Health insurance grievances follow a structured escalation process. Start by raising the issue with your insurer's Grievance Redressal Officer (GRO), who is generally expected to respond within 15 days. If the resolution is unsatisfactory, escalate the complaint through IRDAI's Bima Bharosa Portal, which allows you to track the grievance and ensures regulatory oversight. If the dispute remains unresolved after the insurer's response period, you can approach the Insurance Ombudsman, a free dispute-resolution forum for eligible cases. For larger disputes or matters beyond the Ombudsman's scope, you may approach the appropriate Consumer Commission under the Consumer Protection Act, 2019.
Which health insurance company is best in India?
There is no single best health insurance company for everyone because the right choice depends on your age, medical history, city, budget, and coverage needs.

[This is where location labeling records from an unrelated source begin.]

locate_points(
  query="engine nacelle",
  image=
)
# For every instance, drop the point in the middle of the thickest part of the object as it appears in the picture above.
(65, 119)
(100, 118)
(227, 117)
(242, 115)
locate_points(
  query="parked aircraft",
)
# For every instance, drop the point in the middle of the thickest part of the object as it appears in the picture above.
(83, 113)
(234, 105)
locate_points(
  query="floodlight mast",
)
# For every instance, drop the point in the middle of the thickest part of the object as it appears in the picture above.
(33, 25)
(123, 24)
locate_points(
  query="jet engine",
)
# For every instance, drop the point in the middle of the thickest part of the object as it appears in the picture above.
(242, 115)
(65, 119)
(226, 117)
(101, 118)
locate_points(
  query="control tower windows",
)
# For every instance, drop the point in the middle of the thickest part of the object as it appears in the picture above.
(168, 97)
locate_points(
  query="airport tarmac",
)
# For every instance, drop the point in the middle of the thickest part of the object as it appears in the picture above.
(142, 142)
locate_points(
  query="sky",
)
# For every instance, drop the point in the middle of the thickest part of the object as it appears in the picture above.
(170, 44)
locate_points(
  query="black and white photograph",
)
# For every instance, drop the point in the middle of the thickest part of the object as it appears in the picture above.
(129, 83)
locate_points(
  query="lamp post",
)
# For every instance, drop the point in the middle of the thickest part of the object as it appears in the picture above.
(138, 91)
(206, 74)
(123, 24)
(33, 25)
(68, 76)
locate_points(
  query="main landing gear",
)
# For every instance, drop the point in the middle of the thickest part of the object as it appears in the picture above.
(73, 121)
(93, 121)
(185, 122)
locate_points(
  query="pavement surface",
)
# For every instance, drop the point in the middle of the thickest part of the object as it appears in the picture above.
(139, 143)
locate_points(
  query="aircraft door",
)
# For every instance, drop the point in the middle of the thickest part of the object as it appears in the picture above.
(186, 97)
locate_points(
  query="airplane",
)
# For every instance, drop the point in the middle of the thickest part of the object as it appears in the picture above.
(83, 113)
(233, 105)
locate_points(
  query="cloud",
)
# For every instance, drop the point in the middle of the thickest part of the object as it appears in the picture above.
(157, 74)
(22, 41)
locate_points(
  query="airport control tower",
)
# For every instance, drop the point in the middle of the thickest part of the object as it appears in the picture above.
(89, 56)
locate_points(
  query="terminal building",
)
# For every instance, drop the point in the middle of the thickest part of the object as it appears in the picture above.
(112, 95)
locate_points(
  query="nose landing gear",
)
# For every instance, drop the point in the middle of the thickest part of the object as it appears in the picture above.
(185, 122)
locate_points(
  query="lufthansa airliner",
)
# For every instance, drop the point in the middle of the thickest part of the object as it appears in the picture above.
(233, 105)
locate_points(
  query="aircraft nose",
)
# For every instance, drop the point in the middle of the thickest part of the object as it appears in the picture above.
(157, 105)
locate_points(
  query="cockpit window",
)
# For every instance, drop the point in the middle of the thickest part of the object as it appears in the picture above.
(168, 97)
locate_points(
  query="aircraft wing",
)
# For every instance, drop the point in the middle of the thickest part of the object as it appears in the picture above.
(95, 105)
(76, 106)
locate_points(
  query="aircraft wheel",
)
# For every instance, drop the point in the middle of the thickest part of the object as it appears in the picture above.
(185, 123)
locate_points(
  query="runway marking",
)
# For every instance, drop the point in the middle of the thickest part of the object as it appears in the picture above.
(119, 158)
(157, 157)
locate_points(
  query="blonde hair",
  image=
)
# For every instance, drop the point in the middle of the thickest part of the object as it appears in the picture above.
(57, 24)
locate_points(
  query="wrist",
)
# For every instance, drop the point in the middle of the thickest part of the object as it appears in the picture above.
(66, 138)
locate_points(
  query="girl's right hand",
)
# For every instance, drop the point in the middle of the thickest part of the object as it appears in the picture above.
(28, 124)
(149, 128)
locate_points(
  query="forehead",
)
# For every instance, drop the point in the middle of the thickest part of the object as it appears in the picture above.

The best health insurance company in India as per claim settlement is New India Assurance, but the insurer operates with very few network hospitals (3,700+). At Ditto, we recommend evaluating insurers based on a combination of factors, including CSR, ICR, complaints per 10,000 claims, network hospitals, policy features, and financial strength. Insurers such as HDFC ERGO, Care, and Aditya Birla Health Insurance perform well across multiple parameters.